During my bible creation Saga, I have done the following:
1. Cleaned up as much as possible from the files (I use linux&perl's full power on regex plus this great website to test/learn regex:
http://gskinner.com/RegExr/ ). This way I cleaned up:
- all CSS I knew (style)
- fonts, colors, JS,
It's a simple html, nothing more. I don't think there is anything more I can clean (besides the text itself)
2. Merged all the files in one (this way I reached a ~20Mb html file)
3. Created the TOC at the beginning of the file (so the TOC can be created when I set the bf instead of depth first.

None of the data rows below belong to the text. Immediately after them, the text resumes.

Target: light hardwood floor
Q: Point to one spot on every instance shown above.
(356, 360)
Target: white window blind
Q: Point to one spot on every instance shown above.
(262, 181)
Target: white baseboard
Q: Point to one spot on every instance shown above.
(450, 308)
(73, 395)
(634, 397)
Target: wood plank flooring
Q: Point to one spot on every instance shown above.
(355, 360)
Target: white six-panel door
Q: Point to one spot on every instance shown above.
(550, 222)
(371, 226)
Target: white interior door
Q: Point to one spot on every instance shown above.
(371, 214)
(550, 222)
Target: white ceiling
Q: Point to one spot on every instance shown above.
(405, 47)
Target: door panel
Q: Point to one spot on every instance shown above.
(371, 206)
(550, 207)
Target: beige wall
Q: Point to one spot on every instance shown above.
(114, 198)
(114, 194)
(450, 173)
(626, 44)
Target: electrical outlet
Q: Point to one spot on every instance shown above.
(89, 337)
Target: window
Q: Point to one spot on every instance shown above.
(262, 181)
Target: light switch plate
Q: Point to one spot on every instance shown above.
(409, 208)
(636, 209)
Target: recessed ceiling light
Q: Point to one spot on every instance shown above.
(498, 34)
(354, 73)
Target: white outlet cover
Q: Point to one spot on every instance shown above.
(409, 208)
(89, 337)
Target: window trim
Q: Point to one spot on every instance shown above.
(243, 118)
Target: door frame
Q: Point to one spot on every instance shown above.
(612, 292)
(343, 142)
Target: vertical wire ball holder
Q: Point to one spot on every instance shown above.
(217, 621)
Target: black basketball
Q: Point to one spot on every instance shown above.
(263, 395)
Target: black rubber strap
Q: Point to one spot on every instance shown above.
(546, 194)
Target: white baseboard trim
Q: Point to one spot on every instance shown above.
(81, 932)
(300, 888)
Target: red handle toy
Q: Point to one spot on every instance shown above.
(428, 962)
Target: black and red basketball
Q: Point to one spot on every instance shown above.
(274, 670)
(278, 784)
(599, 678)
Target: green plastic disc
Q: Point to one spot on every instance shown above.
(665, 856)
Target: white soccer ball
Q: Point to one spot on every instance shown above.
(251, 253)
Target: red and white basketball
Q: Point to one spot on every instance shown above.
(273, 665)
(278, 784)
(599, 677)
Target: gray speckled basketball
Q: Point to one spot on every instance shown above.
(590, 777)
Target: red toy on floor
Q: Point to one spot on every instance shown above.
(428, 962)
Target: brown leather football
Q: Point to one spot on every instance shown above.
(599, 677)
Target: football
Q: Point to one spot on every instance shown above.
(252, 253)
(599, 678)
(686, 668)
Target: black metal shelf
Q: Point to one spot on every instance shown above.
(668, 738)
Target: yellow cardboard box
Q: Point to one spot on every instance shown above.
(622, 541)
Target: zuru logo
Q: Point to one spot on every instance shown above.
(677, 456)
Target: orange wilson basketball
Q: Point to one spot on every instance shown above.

4. imported in calibre (with calibredb, as the gui crashes), and now it's a zip.
Now I tried:
5a. To export it in epub (with split on) - > after few steps in the split process, it gives the MemoryError (see the log in my previous post)
5b. To export it in moby -> gives error (see the log in my previous post)
5c. To export it in epub without split (I've set the split above the size of the html, e.g. 30Mb), still it tries to split for some reason and I get again MemoryError on split (just at the beginning of the split)-> see log here:
Spoiler:
calibre, version 0.8.27
ERROR: Conversion Error: <b>Failed</b>: Convert book 1 of 1 (Biblia Ortodoxa sau Sfânta Scriptură adnotata Bartolomeu Anania)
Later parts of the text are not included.